The six-hour hearing featured a parade of speakers opposing The Villages’ plans. Those outside the meeting room could be heard cheering speakers against the plan. Inside, the meeting was raucous at times and interrupted with boos and catcalls when Villages representatives spoke.
Speakers included several community residents of more than 20 years who aimed most of the criticism at a plan to build more than 250 apartments on the former country club site along Morse Boulevard.
Representing The Villages Developer, attorney Jo Thacker said a 2018 study found a shortage of apartments in the community.
“There is a need for multi-family housing in Sumter County that would be addressed by this application,” she said.
Besides apartment buildings of up to four stories, a resort pool, sports courts and a walking trail also are planned for the seven-acre Hacienda Hills site, Thacker said.
But residents said the apartments would violate promises by Harold Schwartz, who founded The Villages decades ago.
“If Schwartz was here, he’d have a different idea I think,” said Robert O’Dell. “It’s a single family environment.”
Steve Raker said when he bought his home, Schwartz assured him it would remain a community of single-family homes.
Some residents near the Hacienda Hills site have Premier or Designer homes along the golf course.
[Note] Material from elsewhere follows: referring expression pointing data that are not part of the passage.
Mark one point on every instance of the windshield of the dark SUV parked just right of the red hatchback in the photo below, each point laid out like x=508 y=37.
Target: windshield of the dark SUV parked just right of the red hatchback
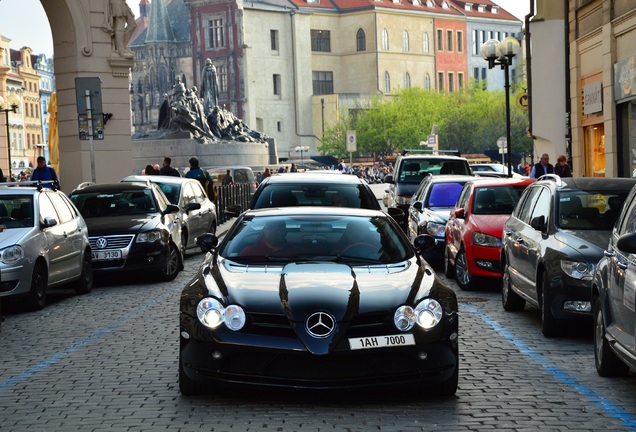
x=589 y=210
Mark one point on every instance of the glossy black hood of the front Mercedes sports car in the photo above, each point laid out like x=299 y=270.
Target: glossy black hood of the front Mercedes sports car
x=298 y=290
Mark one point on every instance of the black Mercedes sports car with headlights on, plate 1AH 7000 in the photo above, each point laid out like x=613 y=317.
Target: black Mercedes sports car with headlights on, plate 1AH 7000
x=314 y=298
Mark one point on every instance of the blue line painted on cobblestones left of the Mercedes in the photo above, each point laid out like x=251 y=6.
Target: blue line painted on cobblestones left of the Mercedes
x=55 y=358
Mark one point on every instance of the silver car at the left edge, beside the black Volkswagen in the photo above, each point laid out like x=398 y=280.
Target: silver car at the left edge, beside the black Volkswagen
x=43 y=244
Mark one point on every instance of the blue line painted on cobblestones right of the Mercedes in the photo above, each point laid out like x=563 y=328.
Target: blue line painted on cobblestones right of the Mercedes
x=604 y=404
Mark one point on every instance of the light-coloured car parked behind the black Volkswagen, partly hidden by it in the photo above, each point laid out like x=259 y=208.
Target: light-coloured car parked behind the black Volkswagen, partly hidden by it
x=197 y=214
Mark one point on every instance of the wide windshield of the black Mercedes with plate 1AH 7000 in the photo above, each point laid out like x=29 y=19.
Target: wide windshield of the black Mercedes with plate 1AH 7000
x=348 y=239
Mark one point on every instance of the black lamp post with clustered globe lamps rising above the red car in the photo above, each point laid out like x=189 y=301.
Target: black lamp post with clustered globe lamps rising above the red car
x=501 y=53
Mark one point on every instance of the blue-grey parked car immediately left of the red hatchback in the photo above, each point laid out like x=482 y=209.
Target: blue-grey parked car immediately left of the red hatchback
x=430 y=208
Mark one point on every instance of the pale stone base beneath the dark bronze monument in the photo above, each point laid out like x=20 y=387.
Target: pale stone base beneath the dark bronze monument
x=222 y=153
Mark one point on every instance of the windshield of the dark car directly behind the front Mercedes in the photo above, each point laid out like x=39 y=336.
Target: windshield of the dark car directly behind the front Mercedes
x=338 y=195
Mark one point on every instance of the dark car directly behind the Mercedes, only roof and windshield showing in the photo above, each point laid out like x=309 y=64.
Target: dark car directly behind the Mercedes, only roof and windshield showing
x=325 y=188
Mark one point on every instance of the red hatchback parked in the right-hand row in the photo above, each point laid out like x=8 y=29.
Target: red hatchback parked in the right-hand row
x=473 y=231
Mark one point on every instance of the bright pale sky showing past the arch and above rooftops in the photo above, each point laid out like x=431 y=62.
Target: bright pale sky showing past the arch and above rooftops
x=41 y=43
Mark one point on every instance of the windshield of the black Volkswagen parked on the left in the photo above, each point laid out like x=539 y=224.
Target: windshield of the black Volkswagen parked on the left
x=108 y=204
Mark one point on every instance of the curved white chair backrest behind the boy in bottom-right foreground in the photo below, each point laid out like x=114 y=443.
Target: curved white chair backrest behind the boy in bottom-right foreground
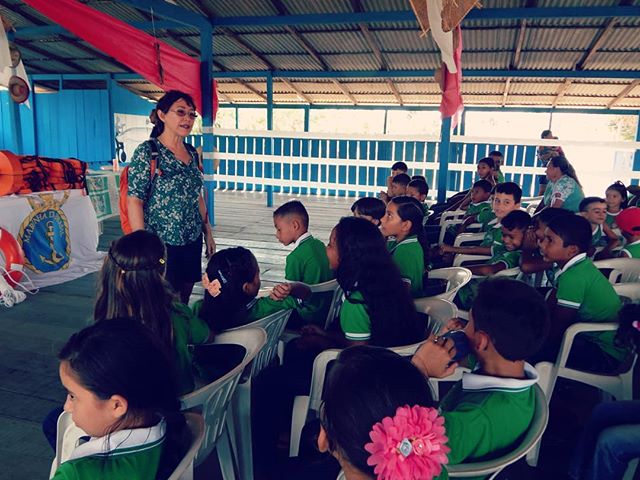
x=531 y=437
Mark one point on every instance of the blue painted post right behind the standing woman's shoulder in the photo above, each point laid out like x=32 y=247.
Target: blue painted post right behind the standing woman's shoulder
x=206 y=84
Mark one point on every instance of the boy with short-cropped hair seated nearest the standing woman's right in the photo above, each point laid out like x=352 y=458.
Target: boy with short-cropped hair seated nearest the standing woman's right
x=308 y=262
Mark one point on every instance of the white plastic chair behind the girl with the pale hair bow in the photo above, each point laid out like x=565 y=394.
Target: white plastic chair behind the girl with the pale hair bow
x=239 y=418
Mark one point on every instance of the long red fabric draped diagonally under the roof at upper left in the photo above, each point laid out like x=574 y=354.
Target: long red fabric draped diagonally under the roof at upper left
x=156 y=61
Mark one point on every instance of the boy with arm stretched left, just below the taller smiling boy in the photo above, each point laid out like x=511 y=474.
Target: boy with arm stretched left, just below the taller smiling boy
x=514 y=227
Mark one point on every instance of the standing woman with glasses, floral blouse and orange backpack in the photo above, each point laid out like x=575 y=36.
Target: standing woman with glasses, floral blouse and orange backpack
x=170 y=203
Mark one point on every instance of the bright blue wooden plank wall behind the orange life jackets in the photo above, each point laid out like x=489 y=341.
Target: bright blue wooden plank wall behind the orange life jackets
x=68 y=123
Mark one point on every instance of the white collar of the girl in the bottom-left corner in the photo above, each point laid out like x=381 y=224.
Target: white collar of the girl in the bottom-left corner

They said the apartments will cause their property values to plunge.
“The best way to ruin a good neighborhood is to build apartments right down the street,” said Don Camp.
Patsy Oburn said the proposed apartments will have a significant impact on the area’s water supply and that one Florida aquifer is nearly depleted.
“I’d like to know how I will get water and if I will have to share it,” she said.
Chris Briggi said approving the proposed apartments could just be the beginning of more multi-family development.
“It’s going to be a very slippery slope,” he said. “We don’t want large apartment buildings. This is The Villages, not the city.”
Residents also accused county officials of rushing approval of the apartment plans before newly elected commissioners take office in November.
Thacker said the proposed apartments above stores at Lake Sumter Landing would be age-restricted and appropriate for someone who lost a spouse.
“The last thing The Villages wants to do is change the fabric of this wonderful community,” she said.
Several residents said Lake Sumter Landing apartments would aggravate parking problems, especially during the winter.
Bill Myers said the downtown apartment plan doesn’t meet the Developer’s usually high standards.
“This proposal looks rushed,” he said. “It lacks sufficient details about the impact on the square.”
Wayne Davies, who served 14 years on a Massachusetts zoning board, suggested that the proposal be delayed until it receives a more comprehensive review.
Barbara Barnes said apartments are a staple of city life and she moved to The Villages to escape that.
“I’m opposed to apartments or multifamily housing of any kind in established neighborhoods of The Villages,” she said.